Gender participation in development
Of late, the debate on gender participation in Nepal’s development has intensified. More than 40 percent of the candidates elected in the local elections held recently are women. According to the new mandatory provisions, either the chief or the deputy chief of any local body has to be a female. Similarly, there is the mandatory provision of a female member and a Dalit female member in every ward of any local body. These mandatory provisions have led to the election of a significant number of female office-bearers in the local bodies.
Such high female participation at the local level can be believed to contribute significantly to Nepal’s efforts towards gender-oriented economic development. The annual budget process and the issues and areas covered by the budget guide human development indicators in any country. For the first time in entire South Asia, Nepal started making gender-accountable budget from fiscal year 2007/08 and devising development indicators accordingly. A gender-oriented budget is not a separate budgetary system aimed only at women; it’s the allocation of amounts for women from the allocated budget.
A gender-friendly budget uses mainly five indicators. First, programs to increase the capacity of women. Second, the direct participation of women in budget formulation and implementation. Third, the direct share of women in the distribution of dividends. Fourth, the government investment in areas of increasing women employment and income generation. And fifth, qualitative improvement in the utilization of women’s time and a decrease in their workload. If we seriously want gender balance in our development initiatives, then we have to change our traditional thinking, understanding and working styles of economic development.
Especially, the state has to adopt special policies in order to involve women in the mainstream of economic development. At present, women development programs have reached almost all local bodies. The fact that more than Rs 4 billion was spent through women empowerment programs in the last fiscal year 2016/17 shows the effectiveness of these programs. Besides this, women across the country saved more than Rs 16 billion through micro-credit programs. Similarly, the savings by women crossed more than Rs 12 billion through programs conducted by the Poverty Alleviation Fund and other agencies. This shows that women’s participation in and contribution to economic activities has been on the rise. The economic empowerment of women not only brings them to the mainstream of development but also plays an important role in the entire country’s economic development.
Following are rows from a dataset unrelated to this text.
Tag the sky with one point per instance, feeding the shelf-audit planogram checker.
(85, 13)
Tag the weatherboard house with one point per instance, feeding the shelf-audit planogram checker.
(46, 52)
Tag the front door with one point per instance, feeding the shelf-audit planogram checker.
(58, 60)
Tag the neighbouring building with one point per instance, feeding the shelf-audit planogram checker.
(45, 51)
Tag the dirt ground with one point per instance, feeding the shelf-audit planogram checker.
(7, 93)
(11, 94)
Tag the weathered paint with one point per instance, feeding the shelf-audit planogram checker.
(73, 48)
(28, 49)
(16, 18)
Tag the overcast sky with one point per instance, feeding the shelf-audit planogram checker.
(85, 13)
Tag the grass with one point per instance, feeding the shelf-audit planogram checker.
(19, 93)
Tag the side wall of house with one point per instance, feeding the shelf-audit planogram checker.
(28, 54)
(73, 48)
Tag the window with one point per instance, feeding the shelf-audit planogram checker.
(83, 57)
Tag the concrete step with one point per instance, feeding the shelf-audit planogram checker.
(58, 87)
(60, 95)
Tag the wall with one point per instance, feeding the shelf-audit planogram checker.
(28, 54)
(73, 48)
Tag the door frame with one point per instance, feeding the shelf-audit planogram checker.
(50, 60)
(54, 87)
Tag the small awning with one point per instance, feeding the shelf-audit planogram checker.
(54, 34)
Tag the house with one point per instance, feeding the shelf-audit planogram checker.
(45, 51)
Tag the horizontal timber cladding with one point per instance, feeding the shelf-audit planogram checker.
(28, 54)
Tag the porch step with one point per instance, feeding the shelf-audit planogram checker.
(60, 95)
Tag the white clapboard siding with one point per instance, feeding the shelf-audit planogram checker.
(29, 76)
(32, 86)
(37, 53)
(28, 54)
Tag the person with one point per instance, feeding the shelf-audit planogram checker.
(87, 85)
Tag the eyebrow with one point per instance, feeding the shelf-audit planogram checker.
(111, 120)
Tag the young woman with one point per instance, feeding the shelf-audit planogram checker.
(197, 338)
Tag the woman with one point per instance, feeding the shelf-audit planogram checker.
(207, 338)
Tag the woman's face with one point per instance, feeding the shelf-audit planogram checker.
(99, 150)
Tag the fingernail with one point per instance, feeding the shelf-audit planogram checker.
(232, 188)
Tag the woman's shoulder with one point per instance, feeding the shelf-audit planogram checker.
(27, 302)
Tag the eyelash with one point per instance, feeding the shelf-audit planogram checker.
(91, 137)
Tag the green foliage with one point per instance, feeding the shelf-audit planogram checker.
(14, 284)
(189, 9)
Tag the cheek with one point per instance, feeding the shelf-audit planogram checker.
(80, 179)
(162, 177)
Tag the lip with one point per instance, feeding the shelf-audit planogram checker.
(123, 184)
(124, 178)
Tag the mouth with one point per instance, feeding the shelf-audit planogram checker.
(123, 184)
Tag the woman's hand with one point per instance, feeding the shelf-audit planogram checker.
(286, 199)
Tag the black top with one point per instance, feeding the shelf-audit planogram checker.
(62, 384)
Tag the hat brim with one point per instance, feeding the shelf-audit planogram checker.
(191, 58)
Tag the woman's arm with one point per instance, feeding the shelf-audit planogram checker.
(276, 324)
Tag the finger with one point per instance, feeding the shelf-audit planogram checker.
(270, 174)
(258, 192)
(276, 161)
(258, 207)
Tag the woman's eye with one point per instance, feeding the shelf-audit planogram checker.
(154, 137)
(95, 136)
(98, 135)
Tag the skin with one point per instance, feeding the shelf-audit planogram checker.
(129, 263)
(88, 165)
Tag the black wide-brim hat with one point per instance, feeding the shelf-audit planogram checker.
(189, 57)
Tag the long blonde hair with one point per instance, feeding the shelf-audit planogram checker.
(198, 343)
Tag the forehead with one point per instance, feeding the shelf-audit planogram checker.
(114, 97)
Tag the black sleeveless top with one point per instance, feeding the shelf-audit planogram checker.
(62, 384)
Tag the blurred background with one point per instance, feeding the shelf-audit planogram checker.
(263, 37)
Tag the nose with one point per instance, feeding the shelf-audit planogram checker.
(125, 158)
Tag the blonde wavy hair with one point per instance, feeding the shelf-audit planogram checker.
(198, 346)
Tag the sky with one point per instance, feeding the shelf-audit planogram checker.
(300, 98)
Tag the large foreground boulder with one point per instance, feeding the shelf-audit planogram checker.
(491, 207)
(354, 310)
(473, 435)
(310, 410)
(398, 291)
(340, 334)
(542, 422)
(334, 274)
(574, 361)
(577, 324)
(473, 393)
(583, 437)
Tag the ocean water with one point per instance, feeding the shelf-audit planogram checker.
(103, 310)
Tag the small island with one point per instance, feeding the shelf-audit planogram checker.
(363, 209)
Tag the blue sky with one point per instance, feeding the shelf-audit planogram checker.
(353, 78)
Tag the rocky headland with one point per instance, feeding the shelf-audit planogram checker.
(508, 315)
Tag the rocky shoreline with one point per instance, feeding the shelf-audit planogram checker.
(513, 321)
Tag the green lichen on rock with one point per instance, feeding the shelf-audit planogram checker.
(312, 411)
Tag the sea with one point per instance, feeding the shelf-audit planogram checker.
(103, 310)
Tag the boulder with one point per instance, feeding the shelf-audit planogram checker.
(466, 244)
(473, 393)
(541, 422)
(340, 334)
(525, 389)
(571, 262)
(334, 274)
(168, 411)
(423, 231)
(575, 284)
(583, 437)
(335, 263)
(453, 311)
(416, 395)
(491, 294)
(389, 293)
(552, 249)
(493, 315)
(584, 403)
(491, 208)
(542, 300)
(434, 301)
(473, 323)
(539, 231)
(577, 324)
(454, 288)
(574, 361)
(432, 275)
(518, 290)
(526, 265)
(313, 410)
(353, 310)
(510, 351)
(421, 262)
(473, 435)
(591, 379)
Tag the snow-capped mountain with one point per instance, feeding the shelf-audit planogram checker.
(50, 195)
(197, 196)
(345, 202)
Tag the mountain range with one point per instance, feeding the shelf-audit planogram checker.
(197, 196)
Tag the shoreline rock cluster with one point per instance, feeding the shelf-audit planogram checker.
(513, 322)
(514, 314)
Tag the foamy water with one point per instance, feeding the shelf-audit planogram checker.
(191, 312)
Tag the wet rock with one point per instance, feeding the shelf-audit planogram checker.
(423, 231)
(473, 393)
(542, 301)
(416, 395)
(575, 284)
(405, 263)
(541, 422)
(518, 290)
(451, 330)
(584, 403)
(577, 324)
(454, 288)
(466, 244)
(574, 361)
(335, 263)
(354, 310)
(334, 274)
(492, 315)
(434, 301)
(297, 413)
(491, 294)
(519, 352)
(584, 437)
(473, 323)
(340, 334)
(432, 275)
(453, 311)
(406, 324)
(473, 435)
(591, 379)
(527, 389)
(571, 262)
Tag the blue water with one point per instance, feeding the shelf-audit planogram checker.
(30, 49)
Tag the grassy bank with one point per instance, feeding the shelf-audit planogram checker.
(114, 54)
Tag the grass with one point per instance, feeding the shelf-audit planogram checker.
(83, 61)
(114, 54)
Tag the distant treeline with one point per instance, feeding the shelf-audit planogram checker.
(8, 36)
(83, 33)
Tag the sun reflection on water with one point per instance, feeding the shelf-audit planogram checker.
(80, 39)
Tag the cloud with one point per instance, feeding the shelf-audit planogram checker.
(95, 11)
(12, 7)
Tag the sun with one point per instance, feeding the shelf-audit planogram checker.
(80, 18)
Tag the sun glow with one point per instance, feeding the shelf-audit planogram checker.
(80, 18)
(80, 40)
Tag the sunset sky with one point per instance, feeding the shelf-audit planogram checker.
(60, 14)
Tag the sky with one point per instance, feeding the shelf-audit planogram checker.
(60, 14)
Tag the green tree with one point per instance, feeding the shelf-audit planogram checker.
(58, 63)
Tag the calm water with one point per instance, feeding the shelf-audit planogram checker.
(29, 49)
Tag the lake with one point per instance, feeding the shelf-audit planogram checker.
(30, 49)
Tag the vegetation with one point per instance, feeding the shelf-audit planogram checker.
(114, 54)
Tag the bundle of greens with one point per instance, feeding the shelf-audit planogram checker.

While talking about the major challenges to Nepal’s development, we cannot miss out gender inequality. The special provisions in Nepal’s constitution 2015 and the policies of positive discrimination adopted by the government have played a very positive role in the economic, political and social development indicators of women. If we further expand women’s participation in the growing women’s participation in the local bodies and the overall development process, then that would give more effective results. Similarly, it has become imperative for the state to adopt the policy of gender participation in health, education and cleanliness and food security programs.